Heterochronic processes in human evolution: an ontogenetic analysis of the hominid pelvis.

Bibliographic Collection: 
MOCA Reference, APE
Publication Type: Journal Article
Authors: Berge, C
Year of Publication: 1998
Journal: Am J Phys Anthropol
Volume: 105
Issue: 4
Pagination: 441-59
Date Published: 1998 Apr
Publication Language: eng
ISSN: 0002-9483
Keywords: Adolescent, Adult, Animals, Anthropometry, Biological Evolution, Hominidae, Humans, pelvis

Changes in pelvic shape in human ontogeny and hominid phylogeny suggest that the heterochronic processes involved differ greatly from the neotenic process traditionally described in the evolution of the skull. The morphology of 150 juvenile and adult pelves of African apes, 60 juvenile and adult pelves of modern humans, two adult pelves and a juvenile hip bone of australopithecines (Sts 14, AL 288, MLD 7) was studied. Multivariate results, ontogenetic allometries, and growth curves confirm that the pelvic growth pattern in humans differs markedly from those of the African apes. The results permit the following conclusions.
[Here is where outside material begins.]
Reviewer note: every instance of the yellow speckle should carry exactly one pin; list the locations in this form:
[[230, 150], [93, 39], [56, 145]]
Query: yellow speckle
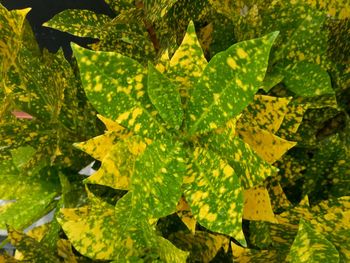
[[213, 125], [137, 127], [203, 211], [232, 63], [228, 171], [139, 77], [241, 53], [98, 87]]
First, the appearance of a new feature (acetabulo-cristal buttress and cristal tubercle) at the time of human birth allows the addition of traits, such as the attainment of a proportionally narrower pelvis, with more sagittally positioned iliac blades. Pelvic proportions and orientation change progressively in early childhood as bipedalism is practiced. Other changes in pelvic proportions occur later with the adolescent growth spurt. Second, comparison of juvenile and adult australopithecines to modern humans indicates that 1) some pelvic traits of adult Australopithecus resemble those of neonate Homo; 2) the pelvic growth of Australopithecus was probably closer to that of apes, than to that of humans; and 3) prolonged growth in length of hindlimb and pelvis after sexual maturity seems to be a unique feature of Homo. The position of the acetabulo-cristal buttress and of the cristal tubercle on the ilium are similar in adult Australopithecus and neonate Homo suggesting that this feature may have been displaced later during hominid evolution. Progressive displacement of the acetabulo-cristal buttress on the ilium occurs both during hominid evolution (from Australopithecus to Homo sapiens) and human growth (from neonate to adult). This suggests peramorphic evolution of the pelvic morphology of hominids combining three processes of recapitulation (pre-displacement, acceleration and time hypermorphosis). The results lend credence to the hypothesis that no single heterochronic process accounts for all human evolutionary change; rather this reflects a combination of relative changes in growth rhythm and duration, including other perturbations, such as the appearance of new morphological features.

DOI: 10.1002/(SICI)1096-8644(199804)105:4<441::AID-AJPA4>3.0.CO;2-R
Alternate Journal: Am. J. Phys. Anthropol.